Step-by-step cooking

Cooking time: 30 min
  1. Step 1:

    Step 1.

    Prepare the ingredients for the dish. There are many different recipes and ways to cook carrots in sour cream. Sour cream can be taken of any fat content depending on taste. Carrots should be taken fresh and juicy. We will stew carrots in sour cream as an addition to the meat dish for garnish. Carrots of any variety are suitable for this. If such a dish will be prepared as a dessert, especially for children, it is better to use sweet varieties of carrots.

  2. Step 2:

    Step 2.

    Carrots are washed, cleaned and cut into not very large pieces, you can just circles. We put it in a saucepan or saucepan. Pour a small amount of water, but so that the water covers the contents of the dishes. Add a pinch of salt and half a teaspoon of sugar. Sugar contributes to a better return of carrot juice, and the dish will become juicier and more tender.

  3. Step 3:

    Step 3.

    Turn on the fire, bring to a boil and simmer the carrots over medium heat until the carrots are soft, about 20 minutes.
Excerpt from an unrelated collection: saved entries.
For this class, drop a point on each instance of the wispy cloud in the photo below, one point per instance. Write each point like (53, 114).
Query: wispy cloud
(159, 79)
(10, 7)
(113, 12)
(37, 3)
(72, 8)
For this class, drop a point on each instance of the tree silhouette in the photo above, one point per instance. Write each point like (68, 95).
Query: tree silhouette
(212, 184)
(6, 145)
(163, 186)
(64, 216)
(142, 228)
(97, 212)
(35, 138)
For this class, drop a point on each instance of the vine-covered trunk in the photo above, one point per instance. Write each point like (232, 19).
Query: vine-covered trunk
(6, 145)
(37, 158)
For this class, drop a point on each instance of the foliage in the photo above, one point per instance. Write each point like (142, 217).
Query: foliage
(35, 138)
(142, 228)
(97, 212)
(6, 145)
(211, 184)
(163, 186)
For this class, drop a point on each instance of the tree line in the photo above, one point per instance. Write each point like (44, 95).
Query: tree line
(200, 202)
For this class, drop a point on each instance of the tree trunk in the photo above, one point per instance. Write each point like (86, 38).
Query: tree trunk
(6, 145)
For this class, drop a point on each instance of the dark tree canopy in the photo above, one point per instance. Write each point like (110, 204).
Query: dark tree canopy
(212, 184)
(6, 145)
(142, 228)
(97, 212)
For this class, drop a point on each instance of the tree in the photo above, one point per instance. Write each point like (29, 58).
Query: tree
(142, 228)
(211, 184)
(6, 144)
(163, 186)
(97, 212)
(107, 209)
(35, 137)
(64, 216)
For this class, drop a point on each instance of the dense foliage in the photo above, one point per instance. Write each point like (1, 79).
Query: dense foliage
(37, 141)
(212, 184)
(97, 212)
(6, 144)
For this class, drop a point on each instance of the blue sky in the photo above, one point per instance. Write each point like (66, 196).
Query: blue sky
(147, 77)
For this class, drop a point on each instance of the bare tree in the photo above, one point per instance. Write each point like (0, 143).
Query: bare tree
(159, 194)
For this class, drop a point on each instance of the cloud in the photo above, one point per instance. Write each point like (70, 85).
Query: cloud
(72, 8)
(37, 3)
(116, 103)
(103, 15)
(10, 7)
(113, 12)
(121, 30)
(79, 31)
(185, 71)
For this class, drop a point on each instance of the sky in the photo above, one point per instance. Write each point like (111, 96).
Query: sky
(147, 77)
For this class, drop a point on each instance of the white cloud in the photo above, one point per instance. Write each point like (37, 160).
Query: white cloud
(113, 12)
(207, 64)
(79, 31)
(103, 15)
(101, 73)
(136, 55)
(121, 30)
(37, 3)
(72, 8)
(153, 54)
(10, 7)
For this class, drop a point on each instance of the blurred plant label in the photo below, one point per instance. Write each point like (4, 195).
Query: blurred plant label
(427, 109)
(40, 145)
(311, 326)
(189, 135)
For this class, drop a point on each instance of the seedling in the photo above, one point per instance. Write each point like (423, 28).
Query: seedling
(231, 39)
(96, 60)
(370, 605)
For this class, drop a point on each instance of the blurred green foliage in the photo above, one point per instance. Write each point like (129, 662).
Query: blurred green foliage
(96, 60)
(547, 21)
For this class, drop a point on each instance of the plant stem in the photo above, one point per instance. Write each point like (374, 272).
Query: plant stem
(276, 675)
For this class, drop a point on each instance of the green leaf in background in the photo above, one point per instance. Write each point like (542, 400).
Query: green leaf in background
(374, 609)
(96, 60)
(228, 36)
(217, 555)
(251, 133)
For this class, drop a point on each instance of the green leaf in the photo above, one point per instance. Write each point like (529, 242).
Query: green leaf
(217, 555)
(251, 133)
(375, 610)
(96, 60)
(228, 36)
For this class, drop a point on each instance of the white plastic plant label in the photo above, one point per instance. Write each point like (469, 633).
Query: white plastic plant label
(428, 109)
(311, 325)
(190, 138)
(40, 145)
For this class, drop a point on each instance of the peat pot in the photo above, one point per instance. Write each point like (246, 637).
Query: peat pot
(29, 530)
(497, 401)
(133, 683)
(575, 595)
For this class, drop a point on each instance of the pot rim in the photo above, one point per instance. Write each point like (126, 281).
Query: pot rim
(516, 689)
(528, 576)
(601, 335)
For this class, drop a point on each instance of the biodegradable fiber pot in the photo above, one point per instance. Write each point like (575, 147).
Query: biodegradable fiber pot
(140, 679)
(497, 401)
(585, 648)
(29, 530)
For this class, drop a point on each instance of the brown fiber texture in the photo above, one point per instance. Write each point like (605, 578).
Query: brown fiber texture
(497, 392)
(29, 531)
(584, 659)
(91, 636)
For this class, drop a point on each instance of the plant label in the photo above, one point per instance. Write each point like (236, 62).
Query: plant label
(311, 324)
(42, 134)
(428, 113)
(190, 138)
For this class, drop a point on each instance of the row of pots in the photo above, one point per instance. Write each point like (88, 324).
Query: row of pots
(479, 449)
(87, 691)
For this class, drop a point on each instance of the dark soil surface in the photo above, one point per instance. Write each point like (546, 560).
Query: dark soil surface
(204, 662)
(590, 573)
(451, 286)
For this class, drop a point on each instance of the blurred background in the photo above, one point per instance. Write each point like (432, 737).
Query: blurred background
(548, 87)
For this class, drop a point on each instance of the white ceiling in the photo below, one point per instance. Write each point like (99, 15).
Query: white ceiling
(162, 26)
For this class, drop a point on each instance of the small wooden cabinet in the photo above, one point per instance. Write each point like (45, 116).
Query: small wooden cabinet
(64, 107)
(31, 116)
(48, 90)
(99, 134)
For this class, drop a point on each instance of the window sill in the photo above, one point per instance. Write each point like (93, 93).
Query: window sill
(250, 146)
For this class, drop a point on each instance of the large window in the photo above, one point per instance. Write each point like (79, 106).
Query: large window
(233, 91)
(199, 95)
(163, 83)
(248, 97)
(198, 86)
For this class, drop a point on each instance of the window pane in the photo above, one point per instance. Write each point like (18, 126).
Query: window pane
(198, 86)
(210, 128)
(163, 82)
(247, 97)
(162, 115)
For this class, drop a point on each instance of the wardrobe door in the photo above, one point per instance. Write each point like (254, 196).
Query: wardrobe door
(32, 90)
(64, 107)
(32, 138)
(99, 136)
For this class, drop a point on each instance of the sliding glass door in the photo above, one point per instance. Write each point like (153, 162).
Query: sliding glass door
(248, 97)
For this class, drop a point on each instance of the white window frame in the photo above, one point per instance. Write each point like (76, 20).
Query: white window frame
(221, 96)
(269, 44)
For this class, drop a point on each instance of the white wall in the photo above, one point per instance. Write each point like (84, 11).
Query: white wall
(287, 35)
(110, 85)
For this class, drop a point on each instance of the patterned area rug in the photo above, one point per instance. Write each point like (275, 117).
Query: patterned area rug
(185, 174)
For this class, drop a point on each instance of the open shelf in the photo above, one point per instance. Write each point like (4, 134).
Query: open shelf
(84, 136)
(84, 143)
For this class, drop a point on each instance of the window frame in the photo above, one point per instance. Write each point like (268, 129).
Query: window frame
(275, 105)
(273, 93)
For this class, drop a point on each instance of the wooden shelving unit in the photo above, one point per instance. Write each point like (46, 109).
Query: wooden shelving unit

The water in which the carrots are stewed should almost completely evaporate, but still a small amount of broth should remain.

  4. Step 4:

    Step 4.

    Add sour cream, it is better to use a natural rustic product and be sure to be fresh so that the sour cream does not curdle when stewing, and the dish turns out delicious and healthy. Sour cream can be replaced with low-fat cream to make the dish less caloric. To get a thicker sauce, you can add a teaspoon of flour to the broth in a saucepan and stir quickly so that the flour does not gather into lumps. Simmer for about 10 minutes under the lid. Turn off the fire.

  5. Step 5:

    Step 5.

    Serve the dish to the table. If desired, you can add finely chopped fresh herbs, ground black pepper or other spices for spice. If carrots are prepared for dessert, then you can add sugar or honey, dried fruits and nuts. Carrots stewed in sour cream are delicious both hot and cold. Enjoy your meal!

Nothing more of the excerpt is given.